Four OKBs presented proposals, three of which were approved and launched for series production, the Yakovlev Yak-1, Lavochkin-Gorbunov-Gudkov I-22, and Mikoyan-Gurevich MiG-1.

The I-22, later redesignated LaGG-1, was found to be unsuitable and in need of technical improvements, but was nevertheless ordered to be developed, as it was almost entirely made of non-strategic materials, although only 100 were built. Even the LaGG-1s successor, the LaGG-3, continued to suffer from a series of problems that were reflected in the overall performance of the aircraft in combat, mainly related to the maximum speed, which on production aircraft was 40 km/h lower than the prototypes tested by the VVS.

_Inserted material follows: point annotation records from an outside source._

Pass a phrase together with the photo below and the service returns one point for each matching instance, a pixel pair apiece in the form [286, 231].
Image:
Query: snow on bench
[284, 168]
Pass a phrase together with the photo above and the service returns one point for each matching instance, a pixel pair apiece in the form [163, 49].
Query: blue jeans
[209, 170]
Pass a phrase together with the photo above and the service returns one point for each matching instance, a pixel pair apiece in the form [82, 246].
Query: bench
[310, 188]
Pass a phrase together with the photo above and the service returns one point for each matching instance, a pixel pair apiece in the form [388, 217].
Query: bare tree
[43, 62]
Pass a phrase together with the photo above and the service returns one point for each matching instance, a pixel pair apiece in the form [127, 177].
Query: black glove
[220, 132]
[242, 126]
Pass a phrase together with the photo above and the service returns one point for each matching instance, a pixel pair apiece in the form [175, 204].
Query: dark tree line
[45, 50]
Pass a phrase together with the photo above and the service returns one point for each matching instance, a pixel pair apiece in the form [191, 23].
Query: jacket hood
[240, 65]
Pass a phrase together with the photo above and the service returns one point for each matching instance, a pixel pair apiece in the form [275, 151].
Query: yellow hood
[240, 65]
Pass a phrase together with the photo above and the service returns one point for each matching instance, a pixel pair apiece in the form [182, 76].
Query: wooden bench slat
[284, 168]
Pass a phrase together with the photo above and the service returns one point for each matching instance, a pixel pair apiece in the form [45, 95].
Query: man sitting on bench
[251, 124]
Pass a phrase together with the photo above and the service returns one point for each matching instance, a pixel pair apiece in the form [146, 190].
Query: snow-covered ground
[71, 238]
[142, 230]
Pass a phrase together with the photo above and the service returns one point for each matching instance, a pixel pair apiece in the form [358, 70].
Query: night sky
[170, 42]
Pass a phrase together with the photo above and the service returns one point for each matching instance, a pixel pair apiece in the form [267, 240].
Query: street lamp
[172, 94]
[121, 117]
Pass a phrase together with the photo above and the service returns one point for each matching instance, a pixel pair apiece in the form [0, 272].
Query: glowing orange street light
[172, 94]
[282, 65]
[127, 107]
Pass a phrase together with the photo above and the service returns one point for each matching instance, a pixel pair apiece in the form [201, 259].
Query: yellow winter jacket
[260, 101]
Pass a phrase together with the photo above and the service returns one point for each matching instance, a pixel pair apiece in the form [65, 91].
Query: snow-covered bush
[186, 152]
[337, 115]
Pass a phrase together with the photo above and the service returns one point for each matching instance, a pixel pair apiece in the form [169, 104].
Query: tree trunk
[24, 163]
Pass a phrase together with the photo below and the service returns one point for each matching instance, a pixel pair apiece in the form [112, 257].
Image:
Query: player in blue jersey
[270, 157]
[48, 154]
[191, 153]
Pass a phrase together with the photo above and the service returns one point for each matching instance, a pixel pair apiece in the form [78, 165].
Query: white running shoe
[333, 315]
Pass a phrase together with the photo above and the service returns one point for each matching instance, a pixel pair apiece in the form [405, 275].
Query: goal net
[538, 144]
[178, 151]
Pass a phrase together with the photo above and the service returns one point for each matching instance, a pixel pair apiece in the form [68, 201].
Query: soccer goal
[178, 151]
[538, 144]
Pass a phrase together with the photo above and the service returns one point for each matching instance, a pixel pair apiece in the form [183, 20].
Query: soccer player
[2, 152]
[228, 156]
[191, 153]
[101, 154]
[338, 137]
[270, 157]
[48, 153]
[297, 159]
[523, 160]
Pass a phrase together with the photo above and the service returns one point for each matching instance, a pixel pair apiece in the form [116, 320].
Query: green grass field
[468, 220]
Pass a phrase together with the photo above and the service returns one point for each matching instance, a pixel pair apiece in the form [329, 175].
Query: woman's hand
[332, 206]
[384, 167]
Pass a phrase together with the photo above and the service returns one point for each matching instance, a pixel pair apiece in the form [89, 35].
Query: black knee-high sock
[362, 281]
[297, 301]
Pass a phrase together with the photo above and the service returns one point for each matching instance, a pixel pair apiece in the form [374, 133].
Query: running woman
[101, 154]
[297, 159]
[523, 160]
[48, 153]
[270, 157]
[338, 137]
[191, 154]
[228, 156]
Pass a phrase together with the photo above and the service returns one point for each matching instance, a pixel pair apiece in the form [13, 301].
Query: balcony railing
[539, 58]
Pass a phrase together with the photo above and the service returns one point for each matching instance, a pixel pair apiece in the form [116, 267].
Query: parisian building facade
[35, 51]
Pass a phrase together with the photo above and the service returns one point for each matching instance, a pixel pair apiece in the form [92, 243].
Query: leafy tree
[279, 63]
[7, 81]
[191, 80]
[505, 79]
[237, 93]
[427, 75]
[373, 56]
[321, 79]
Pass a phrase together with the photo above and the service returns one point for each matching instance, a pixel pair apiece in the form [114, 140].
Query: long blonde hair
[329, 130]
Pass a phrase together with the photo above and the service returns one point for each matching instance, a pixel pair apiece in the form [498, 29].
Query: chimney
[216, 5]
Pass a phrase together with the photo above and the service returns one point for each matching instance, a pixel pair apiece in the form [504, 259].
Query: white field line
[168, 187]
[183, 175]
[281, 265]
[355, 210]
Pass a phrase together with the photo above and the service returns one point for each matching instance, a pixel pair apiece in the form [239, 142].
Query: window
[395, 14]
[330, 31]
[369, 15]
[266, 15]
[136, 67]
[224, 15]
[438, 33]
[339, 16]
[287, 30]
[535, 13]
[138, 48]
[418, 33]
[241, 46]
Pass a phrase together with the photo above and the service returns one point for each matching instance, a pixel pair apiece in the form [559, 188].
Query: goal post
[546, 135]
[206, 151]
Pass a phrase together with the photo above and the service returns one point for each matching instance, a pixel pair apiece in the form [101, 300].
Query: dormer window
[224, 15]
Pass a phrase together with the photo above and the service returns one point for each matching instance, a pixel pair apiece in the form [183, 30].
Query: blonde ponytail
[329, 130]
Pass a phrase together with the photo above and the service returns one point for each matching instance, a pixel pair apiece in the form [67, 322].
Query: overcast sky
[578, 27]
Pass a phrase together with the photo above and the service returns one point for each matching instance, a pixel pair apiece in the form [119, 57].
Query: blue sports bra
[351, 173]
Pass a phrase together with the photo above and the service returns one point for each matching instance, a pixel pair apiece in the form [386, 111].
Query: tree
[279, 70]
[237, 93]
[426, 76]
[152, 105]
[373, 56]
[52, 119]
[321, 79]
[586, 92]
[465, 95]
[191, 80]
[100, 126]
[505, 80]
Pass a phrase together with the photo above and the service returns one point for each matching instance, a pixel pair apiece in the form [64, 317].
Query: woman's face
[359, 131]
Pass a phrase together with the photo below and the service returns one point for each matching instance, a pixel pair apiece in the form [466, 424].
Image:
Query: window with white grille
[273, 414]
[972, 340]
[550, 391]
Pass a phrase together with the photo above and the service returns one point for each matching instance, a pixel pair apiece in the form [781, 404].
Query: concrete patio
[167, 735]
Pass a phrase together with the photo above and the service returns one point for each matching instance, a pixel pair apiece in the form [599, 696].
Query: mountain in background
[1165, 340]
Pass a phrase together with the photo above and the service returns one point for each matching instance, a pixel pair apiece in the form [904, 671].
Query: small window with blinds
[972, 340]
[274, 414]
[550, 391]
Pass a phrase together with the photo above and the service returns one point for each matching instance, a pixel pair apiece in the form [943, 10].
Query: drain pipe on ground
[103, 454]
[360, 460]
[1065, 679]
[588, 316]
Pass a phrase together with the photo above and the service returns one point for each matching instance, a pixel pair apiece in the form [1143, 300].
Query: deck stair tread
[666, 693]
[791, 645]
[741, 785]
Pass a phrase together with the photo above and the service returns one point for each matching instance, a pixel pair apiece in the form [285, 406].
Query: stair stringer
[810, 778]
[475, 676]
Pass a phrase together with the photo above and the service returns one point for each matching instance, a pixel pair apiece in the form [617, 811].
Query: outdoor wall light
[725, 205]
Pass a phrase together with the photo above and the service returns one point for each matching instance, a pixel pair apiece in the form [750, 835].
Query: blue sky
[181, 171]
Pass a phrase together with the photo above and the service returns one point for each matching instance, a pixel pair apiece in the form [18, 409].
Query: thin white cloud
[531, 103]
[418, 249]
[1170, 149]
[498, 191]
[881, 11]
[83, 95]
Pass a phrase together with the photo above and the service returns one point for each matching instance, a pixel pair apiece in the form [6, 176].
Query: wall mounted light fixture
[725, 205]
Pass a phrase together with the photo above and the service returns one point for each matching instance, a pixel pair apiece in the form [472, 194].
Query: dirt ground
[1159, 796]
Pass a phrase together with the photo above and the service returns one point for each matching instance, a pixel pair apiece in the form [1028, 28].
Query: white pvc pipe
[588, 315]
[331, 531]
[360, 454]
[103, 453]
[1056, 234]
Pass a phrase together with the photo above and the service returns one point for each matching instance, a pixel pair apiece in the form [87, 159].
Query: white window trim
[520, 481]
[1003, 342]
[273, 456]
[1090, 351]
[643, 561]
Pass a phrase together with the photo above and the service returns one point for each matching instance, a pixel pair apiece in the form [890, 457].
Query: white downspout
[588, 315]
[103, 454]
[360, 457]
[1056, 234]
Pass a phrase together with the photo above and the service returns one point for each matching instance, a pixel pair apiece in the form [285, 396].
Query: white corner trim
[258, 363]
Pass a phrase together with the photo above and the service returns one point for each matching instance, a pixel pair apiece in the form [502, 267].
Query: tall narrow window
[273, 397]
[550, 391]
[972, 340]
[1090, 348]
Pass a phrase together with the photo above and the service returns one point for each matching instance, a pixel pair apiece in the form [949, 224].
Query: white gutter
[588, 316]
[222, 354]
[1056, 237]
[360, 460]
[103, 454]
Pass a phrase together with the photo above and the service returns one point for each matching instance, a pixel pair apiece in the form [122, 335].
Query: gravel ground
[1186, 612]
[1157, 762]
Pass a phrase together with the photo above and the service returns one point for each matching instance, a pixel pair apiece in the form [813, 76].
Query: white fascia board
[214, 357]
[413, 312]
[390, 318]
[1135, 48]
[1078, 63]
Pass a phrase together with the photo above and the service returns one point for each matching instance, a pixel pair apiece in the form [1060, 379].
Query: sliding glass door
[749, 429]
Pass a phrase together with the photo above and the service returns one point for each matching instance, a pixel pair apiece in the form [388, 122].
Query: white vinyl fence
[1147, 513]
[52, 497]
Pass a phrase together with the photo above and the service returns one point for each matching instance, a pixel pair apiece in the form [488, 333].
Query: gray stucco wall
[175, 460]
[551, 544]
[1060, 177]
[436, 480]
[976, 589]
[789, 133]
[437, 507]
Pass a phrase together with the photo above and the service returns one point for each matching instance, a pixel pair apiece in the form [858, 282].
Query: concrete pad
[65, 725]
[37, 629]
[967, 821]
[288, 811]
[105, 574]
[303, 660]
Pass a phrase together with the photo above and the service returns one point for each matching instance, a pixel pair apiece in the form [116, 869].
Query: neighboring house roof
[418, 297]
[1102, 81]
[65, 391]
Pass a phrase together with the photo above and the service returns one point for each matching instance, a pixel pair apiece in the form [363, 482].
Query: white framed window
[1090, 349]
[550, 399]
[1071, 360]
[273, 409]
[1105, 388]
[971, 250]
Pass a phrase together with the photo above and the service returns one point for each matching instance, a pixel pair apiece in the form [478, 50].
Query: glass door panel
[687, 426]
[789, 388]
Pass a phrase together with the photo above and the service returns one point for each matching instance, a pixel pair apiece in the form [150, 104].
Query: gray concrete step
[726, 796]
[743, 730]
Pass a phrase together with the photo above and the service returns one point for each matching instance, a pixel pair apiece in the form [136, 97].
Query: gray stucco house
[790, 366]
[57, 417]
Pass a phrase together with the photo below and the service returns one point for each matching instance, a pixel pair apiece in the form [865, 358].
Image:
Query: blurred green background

The lack of confidence in the potential of the aircraft by the pilots was summarized in the nickname they assigned: the initials LaGG, identifying designers Lavočkin, Gorbunov, and Gudkov became lakirovanny garantirovanny grob ("guaranteed painted casket").

===Development===
Mihail Ivanovich Gudkov, who together with Semyon Lavochkin and Vladimir Petrovich Gorbunov had collaborated on the design of the aircraft, believed that a quick remedy to the shortcomings of the LaGG-3 was a new engine, the Shvetsov ASh-82 (also known as M-82) radial. The new unit developed more power than the Klimov M-105 in the LaGG-1/3; moreover, at the expense of a slightly higher frontal area, it enjoyed the advantage of continuing to operate in the event of one of the cylinders being shot out.

On 25 August 1941, Gudkov was allocated an engine and began installation into an LaGG-3, so increasing the offensive firepower by installing 2x 12.7 mm Berezin UB machine-guns and 2x 20 mm ShVAK cannon.

The aircraft, given the official designation Gu-82, was flown successfully on 11 September 1942, when it was found that the maximum speed, attested to 573 km/h, was slightly higher than its predecessor, the agility was also significantly increased. Gudkov presented the results to Stalin and advocated the establishment of a new production line, news that was greeted with enthusiasm by the pilots who had the hope of having an aircraft more suitable to fight against the Luftwaffe. However, Lavochkin had developed another variant of the LaGG-3 with a radial engine, the Lavochkin La-5, which proved to be far superior, thus the development of the Gu-82 was cancelled.